Incentive Design for Eco-driving in Urban Transportation Networks
M. Umar B. Niazi, Jung-Hoon Cho, Munther A. Dahleh, Roy Dong, Cathy Wu
TL;DR
This work tackles reducing urban transportation emissions by designing budget-constrained incentives for eco-driving using a digital platform, the eco-planner, that couples a traffic microsimulator with an incentive allocator. It computes per-user feasible outcome sets $X_i$ from simulated routes and driving styles, identifies nominal outcomes $x_i^{nom}$ on each user’s Pareto front, and optimizes recommended outcomes $x_i^{rec}$ and incentives $\gamma_i$ to minimize total emissions $\xi^\top x^{rec}$ under the budget constraint $\sum_i \gamma_i \le B$. The framework compares a uniform baseline incentive to an optimal, LP-based mechanism, showing that the optimal design yields progressive increases in driver compliance and emissions reductions as budget grows, while highlighting a trade-off with travel time.
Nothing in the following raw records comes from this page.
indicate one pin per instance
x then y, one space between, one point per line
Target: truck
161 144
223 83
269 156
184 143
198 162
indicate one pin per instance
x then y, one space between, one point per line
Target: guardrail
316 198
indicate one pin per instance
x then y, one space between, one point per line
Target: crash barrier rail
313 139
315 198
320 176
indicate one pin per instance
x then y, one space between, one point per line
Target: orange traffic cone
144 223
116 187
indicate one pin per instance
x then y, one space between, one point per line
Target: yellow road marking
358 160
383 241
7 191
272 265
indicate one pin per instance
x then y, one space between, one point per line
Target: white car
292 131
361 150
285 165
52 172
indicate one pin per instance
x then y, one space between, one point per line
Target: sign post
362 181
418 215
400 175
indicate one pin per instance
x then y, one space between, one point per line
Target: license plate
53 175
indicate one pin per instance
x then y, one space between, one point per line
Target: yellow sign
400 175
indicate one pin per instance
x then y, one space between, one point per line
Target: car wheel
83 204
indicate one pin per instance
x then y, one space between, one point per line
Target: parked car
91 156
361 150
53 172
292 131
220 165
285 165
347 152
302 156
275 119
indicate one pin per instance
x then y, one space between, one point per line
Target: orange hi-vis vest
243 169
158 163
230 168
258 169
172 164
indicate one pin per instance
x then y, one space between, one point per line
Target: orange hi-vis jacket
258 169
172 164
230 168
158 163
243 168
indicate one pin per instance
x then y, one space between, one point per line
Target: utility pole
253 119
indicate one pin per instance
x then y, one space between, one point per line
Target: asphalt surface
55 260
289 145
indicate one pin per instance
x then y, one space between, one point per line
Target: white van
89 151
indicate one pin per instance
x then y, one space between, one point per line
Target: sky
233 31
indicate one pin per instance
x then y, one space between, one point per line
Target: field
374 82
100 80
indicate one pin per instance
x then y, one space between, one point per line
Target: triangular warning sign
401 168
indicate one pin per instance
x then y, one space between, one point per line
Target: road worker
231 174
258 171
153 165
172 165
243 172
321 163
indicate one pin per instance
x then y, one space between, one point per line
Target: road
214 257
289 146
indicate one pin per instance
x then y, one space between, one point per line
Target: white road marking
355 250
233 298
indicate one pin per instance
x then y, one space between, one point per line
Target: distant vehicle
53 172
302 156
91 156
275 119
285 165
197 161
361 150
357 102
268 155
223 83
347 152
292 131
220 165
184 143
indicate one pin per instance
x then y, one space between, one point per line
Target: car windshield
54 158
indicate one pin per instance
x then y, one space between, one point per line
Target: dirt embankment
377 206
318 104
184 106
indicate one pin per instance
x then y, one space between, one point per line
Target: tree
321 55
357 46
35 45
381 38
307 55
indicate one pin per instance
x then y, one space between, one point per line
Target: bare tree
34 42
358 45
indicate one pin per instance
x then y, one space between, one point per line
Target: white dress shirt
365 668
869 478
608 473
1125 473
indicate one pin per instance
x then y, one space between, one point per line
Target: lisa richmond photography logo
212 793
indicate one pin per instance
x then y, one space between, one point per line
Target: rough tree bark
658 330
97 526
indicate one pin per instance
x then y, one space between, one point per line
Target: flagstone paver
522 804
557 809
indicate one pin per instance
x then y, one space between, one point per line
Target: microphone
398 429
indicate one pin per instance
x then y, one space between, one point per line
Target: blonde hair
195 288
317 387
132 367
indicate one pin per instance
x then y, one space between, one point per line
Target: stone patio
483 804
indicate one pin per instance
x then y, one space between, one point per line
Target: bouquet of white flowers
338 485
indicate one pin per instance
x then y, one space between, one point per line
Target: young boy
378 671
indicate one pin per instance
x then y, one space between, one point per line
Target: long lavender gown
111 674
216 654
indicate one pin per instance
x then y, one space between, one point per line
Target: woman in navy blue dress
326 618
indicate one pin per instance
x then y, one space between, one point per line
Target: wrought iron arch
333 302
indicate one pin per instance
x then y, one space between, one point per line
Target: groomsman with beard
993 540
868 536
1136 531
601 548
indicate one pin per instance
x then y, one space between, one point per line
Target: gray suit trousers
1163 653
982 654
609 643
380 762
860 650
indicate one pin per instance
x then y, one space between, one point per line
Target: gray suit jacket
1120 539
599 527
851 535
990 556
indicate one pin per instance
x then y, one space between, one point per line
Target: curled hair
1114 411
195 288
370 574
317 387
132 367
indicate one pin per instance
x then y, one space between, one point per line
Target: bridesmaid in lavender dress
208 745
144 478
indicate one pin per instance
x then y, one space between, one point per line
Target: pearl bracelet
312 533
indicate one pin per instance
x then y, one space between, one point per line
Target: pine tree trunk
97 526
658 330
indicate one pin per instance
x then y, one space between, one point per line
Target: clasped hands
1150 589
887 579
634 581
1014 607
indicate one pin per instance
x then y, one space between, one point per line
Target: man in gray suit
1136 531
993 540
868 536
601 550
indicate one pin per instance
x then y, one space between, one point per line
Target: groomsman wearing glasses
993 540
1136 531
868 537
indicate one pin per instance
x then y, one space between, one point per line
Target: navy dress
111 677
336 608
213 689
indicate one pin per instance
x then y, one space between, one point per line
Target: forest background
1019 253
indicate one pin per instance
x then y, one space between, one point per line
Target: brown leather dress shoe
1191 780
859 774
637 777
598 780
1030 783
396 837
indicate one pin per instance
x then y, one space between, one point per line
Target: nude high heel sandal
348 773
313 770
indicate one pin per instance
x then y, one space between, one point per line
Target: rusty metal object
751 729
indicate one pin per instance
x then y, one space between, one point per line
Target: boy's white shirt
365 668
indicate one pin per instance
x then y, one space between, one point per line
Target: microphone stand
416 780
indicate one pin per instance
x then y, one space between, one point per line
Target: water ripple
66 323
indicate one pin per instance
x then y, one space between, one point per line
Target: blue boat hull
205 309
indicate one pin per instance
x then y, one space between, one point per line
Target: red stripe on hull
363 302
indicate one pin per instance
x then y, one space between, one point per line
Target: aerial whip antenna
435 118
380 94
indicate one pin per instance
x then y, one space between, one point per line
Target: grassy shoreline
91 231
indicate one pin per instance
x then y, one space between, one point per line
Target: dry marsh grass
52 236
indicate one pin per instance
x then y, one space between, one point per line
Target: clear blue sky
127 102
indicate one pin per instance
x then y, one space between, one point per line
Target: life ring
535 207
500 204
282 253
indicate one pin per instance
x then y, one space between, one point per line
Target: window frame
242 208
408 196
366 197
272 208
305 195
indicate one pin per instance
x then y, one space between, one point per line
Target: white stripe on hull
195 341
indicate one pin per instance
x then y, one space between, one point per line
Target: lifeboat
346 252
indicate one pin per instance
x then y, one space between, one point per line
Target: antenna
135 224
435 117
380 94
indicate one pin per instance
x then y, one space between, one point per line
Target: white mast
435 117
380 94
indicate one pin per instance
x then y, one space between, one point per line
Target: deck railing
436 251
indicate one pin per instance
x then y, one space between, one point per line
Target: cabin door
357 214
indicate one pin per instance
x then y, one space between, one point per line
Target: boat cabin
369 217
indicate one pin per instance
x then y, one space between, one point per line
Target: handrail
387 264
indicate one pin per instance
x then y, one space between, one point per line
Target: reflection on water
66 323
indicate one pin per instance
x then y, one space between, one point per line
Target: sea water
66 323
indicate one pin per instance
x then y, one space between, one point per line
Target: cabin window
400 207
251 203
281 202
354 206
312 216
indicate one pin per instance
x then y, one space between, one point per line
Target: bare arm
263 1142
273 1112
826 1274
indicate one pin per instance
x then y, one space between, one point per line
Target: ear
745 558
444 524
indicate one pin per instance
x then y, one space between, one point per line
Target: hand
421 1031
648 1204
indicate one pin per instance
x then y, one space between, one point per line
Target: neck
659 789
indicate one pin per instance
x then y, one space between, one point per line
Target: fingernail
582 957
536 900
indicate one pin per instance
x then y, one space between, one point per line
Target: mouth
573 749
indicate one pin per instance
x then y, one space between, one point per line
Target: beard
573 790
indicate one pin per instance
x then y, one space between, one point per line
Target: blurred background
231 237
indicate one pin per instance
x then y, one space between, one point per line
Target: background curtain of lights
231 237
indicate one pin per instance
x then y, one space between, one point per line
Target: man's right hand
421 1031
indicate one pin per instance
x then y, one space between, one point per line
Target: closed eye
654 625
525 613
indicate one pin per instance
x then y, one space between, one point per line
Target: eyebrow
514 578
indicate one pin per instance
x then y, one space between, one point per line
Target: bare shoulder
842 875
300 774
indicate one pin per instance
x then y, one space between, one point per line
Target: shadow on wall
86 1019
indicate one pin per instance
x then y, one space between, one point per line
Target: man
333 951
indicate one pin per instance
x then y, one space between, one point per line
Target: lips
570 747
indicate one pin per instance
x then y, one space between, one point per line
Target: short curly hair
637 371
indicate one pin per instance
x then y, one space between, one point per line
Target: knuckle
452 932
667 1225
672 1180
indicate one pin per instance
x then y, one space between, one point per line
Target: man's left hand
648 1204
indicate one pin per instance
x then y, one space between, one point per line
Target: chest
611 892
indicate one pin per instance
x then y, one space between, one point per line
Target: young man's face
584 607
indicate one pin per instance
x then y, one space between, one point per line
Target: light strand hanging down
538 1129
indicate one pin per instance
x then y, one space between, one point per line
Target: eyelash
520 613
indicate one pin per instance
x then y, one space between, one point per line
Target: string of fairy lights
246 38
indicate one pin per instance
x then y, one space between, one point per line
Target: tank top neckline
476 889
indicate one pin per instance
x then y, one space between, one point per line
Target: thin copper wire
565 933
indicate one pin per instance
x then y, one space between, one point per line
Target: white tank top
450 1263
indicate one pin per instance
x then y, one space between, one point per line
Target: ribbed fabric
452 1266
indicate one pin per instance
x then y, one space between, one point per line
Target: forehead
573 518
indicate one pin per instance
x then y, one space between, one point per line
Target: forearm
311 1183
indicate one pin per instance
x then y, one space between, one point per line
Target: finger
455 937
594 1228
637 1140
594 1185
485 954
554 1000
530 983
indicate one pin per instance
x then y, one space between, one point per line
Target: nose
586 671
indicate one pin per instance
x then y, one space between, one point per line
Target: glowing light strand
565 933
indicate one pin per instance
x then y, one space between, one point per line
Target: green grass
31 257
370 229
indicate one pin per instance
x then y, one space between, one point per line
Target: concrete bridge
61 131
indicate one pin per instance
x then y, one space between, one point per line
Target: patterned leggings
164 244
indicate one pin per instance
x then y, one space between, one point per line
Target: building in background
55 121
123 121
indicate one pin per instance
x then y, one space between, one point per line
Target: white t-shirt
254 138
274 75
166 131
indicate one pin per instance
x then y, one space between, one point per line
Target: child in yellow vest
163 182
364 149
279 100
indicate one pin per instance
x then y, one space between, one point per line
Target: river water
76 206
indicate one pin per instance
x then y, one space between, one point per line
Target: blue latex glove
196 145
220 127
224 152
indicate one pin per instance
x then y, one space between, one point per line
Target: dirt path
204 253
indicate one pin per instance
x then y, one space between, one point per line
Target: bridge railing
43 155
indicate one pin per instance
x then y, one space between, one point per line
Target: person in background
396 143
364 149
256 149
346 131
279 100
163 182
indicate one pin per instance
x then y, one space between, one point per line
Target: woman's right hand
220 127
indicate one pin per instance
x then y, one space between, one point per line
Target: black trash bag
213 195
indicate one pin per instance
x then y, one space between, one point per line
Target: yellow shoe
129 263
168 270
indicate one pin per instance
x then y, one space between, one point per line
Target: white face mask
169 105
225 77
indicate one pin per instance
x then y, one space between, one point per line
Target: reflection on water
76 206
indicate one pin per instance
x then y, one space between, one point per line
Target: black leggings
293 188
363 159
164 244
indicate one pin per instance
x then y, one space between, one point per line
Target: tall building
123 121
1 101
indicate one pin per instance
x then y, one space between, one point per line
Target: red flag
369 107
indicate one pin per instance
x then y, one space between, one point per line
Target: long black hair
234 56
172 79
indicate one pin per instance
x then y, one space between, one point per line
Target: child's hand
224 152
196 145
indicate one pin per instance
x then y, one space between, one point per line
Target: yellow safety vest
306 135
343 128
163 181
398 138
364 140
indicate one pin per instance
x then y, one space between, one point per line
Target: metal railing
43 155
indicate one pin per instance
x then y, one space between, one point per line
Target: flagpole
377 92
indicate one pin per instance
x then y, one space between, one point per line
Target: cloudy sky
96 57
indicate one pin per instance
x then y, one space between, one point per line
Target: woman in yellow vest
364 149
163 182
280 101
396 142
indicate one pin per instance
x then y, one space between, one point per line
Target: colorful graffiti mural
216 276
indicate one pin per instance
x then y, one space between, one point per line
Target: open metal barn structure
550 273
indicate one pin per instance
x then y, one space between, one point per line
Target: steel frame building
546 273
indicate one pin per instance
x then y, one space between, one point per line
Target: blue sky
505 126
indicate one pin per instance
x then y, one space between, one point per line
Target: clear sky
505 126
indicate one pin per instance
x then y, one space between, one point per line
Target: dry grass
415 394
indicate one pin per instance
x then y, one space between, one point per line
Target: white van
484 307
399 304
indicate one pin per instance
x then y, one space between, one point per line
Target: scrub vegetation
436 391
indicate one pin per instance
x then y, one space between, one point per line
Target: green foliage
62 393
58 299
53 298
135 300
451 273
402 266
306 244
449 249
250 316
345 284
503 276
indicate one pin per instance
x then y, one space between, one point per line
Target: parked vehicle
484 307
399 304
The approach integrates real-time traffic simulation with economic incentives, offering a scalable method for deploying eco-driving incentives in real urban networks more efficiently than uniform schemes.
Abstract
Eco-driving emerges as a cost-effective and efficient strategy to mitigate greenhouse gas emissions in urban transportation networks. Acknowledging the persuasive influence of incentives in shaping driver behavior, this paper presents the `eco-planner,' a digital platform devised to promote eco-driving practices in urban transportation. At the outset of their trips, users provide the platform with their trip details and travel time preferences, enabling the eco-planner to formulate personalized eco-driving recommendations and corresponding incentives, while adhering to its budgetary constraints. Upon trip completion, incentives are transferred to users who comply with the recommendations and effectively reduce their emissions. By comparing our proposed incentive mechanism with a baseline scheme that offers uniform incentives to all users, we demonstrate that our approach achieves superior emission reductions and increased user compliance with a smaller budget.